In order to help people correct and finish their genomes, we’ve built a small tool to help edit genomes. It allows you add, remove, and re-arrange sequence. Once you’ve built up your new patchwork genome, the tool outputs the re-arranged genome and re-arranged features for you.
First, you select an input fasta and gff3 file for your current build of the genome. Then, you specify Sequence Component Selections (regions of a genome, composed of start, end, and whether or not it should be reverse complemented) that you wish to be in the final output file.
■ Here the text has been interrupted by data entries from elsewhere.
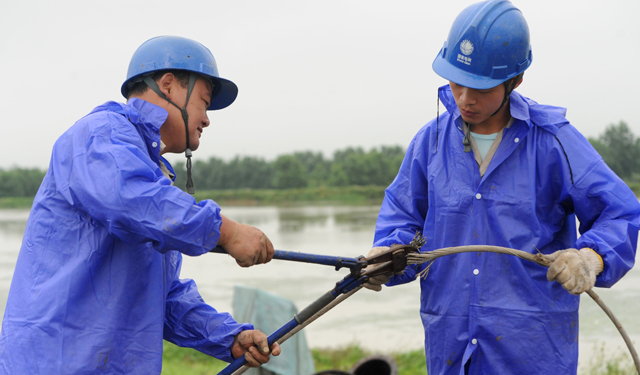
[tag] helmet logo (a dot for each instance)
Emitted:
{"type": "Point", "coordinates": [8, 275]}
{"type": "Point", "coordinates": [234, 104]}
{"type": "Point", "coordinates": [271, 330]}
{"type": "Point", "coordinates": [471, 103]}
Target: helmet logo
{"type": "Point", "coordinates": [466, 47]}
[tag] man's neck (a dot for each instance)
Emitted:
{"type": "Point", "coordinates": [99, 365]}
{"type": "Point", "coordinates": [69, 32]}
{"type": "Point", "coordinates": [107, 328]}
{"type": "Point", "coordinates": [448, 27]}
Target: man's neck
{"type": "Point", "coordinates": [494, 123]}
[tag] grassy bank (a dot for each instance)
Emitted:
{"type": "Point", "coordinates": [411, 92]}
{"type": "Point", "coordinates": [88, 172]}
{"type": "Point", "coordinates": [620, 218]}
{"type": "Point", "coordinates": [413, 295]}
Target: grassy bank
{"type": "Point", "coordinates": [181, 361]}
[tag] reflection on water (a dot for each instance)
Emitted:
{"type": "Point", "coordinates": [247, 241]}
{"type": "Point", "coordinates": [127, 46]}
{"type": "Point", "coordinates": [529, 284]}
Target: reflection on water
{"type": "Point", "coordinates": [385, 321]}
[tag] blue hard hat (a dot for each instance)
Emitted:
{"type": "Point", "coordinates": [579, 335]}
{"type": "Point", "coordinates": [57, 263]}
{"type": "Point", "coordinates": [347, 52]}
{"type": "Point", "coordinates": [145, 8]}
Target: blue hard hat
{"type": "Point", "coordinates": [487, 45]}
{"type": "Point", "coordinates": [177, 53]}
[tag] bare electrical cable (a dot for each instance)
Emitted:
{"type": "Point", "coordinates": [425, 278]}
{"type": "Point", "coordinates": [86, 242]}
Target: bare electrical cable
{"type": "Point", "coordinates": [430, 256]}
{"type": "Point", "coordinates": [539, 258]}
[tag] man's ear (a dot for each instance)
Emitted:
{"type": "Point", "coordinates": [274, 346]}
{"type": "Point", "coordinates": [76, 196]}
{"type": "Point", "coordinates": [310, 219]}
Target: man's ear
{"type": "Point", "coordinates": [166, 84]}
{"type": "Point", "coordinates": [520, 79]}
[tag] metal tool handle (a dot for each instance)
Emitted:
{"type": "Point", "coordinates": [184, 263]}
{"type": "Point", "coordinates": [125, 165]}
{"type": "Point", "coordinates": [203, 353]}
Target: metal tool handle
{"type": "Point", "coordinates": [327, 260]}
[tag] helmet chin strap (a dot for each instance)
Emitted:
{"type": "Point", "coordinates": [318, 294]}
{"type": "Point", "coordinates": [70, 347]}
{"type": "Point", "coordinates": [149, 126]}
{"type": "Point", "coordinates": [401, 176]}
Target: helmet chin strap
{"type": "Point", "coordinates": [509, 86]}
{"type": "Point", "coordinates": [185, 117]}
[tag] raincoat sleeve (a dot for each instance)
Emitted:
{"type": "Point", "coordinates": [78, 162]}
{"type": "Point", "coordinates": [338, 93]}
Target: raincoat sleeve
{"type": "Point", "coordinates": [190, 322]}
{"type": "Point", "coordinates": [608, 211]}
{"type": "Point", "coordinates": [105, 172]}
{"type": "Point", "coordinates": [405, 203]}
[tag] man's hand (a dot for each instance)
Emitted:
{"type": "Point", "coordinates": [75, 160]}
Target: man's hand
{"type": "Point", "coordinates": [376, 282]}
{"type": "Point", "coordinates": [246, 244]}
{"type": "Point", "coordinates": [255, 347]}
{"type": "Point", "coordinates": [575, 270]}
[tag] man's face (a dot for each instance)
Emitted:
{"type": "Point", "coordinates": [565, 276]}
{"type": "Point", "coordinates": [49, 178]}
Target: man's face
{"type": "Point", "coordinates": [477, 106]}
{"type": "Point", "coordinates": [173, 131]}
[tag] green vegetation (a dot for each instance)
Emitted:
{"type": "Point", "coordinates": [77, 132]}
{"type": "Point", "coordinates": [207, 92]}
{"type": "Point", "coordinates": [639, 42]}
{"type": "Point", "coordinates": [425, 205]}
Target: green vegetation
{"type": "Point", "coordinates": [620, 149]}
{"type": "Point", "coordinates": [602, 363]}
{"type": "Point", "coordinates": [352, 176]}
{"type": "Point", "coordinates": [349, 167]}
{"type": "Point", "coordinates": [347, 195]}
{"type": "Point", "coordinates": [183, 361]}
{"type": "Point", "coordinates": [20, 182]}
By doing this, you can build up a complete output genome from components of the input genome. For example, you might “select” regions 1-10000(+) and 10000-20000(-). The first region you select will come first in the output genome, the second region will be reversed and appended to the first.
Additionally, if you need to add sequence that was not included in the original genome build, you can do so easily. These can be intermixed anywhere in your new genome build creation process:
Motivating Example
As a motivating example, we provide the following situation that we encountered. A student’s genome needed to be edited to insert a sequence in the middle of the genome, and a small bit at the tail end of the genome had been mis-assembled and was inverted. We can make these modifications in a fairly straightforward manner:
This will re-arrange the sequence and features and generate our output file exactly as we expect.
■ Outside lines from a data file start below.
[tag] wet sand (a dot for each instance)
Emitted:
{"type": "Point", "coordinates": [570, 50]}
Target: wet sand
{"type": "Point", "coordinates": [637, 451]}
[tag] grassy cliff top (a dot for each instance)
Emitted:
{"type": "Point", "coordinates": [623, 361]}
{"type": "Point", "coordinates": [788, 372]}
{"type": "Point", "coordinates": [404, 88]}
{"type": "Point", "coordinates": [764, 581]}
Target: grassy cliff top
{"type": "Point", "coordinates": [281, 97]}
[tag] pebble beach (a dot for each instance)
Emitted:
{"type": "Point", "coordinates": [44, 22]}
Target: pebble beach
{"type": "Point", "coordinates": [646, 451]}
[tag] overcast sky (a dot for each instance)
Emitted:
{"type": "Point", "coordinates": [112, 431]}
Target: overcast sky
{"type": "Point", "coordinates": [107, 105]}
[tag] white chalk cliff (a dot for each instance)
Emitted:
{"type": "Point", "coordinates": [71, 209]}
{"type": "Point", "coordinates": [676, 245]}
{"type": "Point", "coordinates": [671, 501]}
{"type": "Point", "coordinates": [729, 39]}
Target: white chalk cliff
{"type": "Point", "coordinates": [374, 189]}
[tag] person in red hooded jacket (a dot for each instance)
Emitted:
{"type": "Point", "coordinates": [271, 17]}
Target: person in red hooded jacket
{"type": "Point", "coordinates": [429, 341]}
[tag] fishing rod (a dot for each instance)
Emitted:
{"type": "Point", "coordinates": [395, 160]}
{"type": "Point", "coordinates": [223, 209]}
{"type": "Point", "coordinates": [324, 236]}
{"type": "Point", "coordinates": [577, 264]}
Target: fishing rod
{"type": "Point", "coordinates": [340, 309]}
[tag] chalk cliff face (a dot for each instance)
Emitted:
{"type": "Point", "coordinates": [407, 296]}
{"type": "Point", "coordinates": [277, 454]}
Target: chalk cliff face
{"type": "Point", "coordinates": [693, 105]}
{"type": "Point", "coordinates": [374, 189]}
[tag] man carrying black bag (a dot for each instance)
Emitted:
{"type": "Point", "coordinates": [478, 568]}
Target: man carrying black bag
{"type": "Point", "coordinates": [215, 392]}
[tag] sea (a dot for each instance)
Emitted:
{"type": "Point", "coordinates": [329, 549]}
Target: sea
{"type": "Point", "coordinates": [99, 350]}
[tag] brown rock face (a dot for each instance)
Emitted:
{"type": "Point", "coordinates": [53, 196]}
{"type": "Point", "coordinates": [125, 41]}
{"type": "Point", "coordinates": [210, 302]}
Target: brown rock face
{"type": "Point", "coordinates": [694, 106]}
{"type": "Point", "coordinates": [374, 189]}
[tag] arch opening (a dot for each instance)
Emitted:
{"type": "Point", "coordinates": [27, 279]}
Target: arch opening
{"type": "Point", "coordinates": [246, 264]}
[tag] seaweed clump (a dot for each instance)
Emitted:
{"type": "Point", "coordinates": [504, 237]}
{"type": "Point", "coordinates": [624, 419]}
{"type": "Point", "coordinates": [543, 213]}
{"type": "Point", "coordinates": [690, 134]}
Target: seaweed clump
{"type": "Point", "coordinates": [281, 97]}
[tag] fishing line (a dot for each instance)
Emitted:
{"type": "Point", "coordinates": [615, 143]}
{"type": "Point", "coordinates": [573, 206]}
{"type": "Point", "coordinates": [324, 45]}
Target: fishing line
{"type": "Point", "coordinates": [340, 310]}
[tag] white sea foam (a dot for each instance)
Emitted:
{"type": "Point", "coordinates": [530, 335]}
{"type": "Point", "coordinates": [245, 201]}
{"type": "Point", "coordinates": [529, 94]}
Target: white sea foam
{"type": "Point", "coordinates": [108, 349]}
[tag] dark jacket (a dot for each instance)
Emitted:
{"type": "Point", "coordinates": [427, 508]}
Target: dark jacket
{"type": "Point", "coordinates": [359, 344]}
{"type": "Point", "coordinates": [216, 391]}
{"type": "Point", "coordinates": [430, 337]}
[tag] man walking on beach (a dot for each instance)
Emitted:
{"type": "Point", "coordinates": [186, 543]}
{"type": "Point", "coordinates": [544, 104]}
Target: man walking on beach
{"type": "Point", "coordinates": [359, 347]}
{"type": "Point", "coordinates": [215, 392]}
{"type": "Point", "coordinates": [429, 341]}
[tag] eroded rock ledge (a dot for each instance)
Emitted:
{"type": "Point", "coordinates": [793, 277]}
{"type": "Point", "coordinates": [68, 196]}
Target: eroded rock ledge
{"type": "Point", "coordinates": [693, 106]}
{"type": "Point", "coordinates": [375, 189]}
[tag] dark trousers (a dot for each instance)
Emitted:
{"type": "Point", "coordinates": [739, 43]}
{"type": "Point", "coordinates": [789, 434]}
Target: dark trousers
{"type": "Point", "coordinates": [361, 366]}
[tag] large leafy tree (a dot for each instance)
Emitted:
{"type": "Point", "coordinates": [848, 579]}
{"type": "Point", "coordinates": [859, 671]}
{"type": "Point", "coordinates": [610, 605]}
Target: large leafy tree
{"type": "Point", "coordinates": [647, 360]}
One of the outputs is a simple table indicating the regions of the input sequence that map to regions of the output sequence. For the above example, we will see the following table:
Input Genome | Start | End | Strand | Output Genome | Start | End | Strand |
---|---|---|---|---|---|---|---|
2ww-3119 | 0 | 18987 | + | 2ww-3119.v2 | 0 | 18987 | + |
2ww-3119 | 18986 | 159123 | + | 2ww-3119.v2 | 19037 | 159174 | + |
2ww-3119 | 159122 | 159323 | – | 2ww-3119.v2 | 159174 | 159375 | + |
We imagine that this could be used like a chain file to map other genomic features that weren’t included in the input gff3 file (which are re-mapped by default and available in your outputs).